Static Single Assignment (SSA) Form

This language extension lets you represent Bril programs in static single assignment (SSA) form. As in the standard definition, an SSA-form Bril program contains only one assignment per variable, globally—that is, variables within a function cannot be reassigned. This extension adds ϕ-nodes to the language.

Operations

There is one new instruction:

  • phi: Takes n labels and n arguments, for any n. Copies the value of the ith argument, where i is the index of the second-most-recently-executed label. (It is an error to use a phi instruction when two labels have not yet executed, or when the instruction does not contain an entry for the second-most-recently-executed label.)
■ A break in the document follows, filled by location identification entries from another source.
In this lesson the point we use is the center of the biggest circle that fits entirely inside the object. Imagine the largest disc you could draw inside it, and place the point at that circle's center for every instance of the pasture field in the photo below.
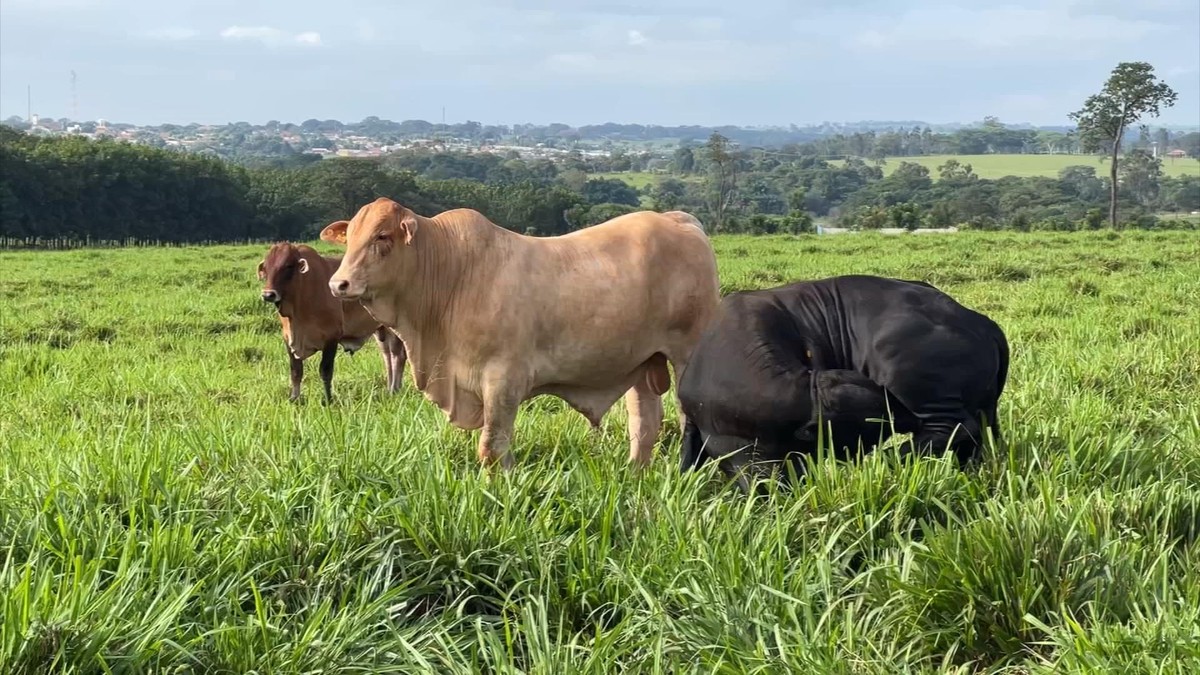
(636, 179)
(1025, 166)
(985, 166)
(165, 508)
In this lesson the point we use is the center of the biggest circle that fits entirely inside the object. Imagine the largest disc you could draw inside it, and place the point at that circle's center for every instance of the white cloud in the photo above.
(309, 37)
(263, 33)
(366, 31)
(172, 34)
(270, 36)
(1027, 31)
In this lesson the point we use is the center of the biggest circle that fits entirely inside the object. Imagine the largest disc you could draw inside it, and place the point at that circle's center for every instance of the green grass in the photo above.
(165, 508)
(636, 179)
(999, 166)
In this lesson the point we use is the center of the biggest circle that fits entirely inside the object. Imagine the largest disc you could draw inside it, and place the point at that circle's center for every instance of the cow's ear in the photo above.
(408, 228)
(335, 232)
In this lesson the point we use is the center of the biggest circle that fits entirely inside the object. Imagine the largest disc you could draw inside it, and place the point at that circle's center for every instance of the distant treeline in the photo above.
(862, 139)
(60, 191)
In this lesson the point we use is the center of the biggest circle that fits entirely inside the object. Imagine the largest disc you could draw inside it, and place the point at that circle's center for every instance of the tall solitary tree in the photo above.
(1131, 91)
(723, 173)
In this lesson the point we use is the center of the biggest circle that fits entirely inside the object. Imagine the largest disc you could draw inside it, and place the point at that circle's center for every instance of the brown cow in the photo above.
(297, 282)
(492, 317)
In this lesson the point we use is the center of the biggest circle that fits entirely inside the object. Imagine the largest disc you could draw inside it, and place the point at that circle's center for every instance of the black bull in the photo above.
(750, 380)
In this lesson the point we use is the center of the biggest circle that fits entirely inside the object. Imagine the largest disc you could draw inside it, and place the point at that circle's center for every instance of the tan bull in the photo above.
(295, 280)
(491, 317)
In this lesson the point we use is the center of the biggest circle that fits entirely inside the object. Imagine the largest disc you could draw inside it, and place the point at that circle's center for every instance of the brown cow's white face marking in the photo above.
(277, 270)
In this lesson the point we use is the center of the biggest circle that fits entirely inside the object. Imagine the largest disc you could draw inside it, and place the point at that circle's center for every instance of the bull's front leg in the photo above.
(327, 370)
(501, 401)
(297, 368)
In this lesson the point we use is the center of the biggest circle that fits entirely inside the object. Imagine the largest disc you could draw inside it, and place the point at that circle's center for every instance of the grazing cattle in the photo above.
(795, 411)
(297, 281)
(492, 317)
(748, 382)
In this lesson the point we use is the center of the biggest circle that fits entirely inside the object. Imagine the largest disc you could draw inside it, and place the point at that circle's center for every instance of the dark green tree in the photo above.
(1131, 93)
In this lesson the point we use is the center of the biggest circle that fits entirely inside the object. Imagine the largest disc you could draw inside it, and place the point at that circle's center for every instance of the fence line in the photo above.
(65, 243)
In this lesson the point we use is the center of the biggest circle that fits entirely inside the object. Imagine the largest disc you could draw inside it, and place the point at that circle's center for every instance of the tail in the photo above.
(691, 449)
(1001, 381)
(685, 217)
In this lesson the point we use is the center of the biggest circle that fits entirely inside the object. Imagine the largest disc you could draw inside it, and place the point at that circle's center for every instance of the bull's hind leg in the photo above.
(961, 434)
(501, 404)
(643, 402)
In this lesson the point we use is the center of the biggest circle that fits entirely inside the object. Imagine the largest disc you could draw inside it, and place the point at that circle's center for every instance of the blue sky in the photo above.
(653, 61)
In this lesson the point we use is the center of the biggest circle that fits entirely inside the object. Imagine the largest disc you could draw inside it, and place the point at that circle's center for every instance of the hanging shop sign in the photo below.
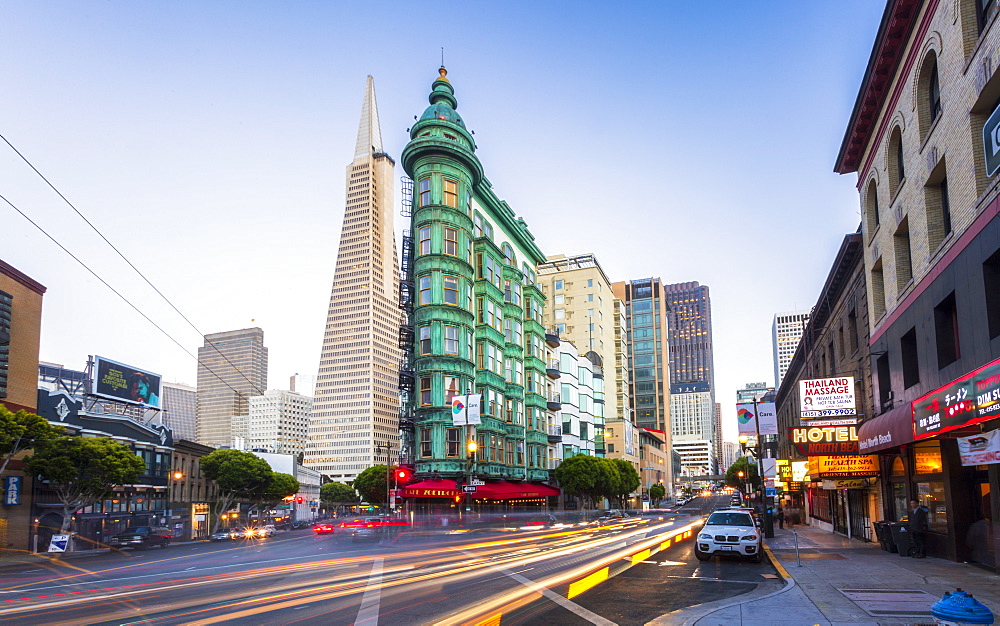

Intuitively, a phi instruction takes its value according to the current basic block’s predecessor.

Examples

In the text format, you can write phi instructions like this:

x: int = phi a .here b .there;

The text format doesn’t care how you interleave arguments and labels, so this is equivalent to (but more readable than) phi a b .here .there. The “second-most-recent label” rule means that the labels refer to predecessor basic blocks, if you imagine blocks being “named” by their labels.

Here’s a small example:

.top:
  a: int = const 5;
  br cond .here .there;
.here:
  b: int = const 7;
.there:
  c: int = phi a .top b .here;
  print c;

A phi instruction is sensitive to the incoming CFG edge that execution took to arrive at the current block. The phi instruction in this program, for example, gets its value from a if control came from the .top block and b if control came from the .here block.

The reference interpreter can supports programs in SSA form because it can faithfully execute the phi instruction.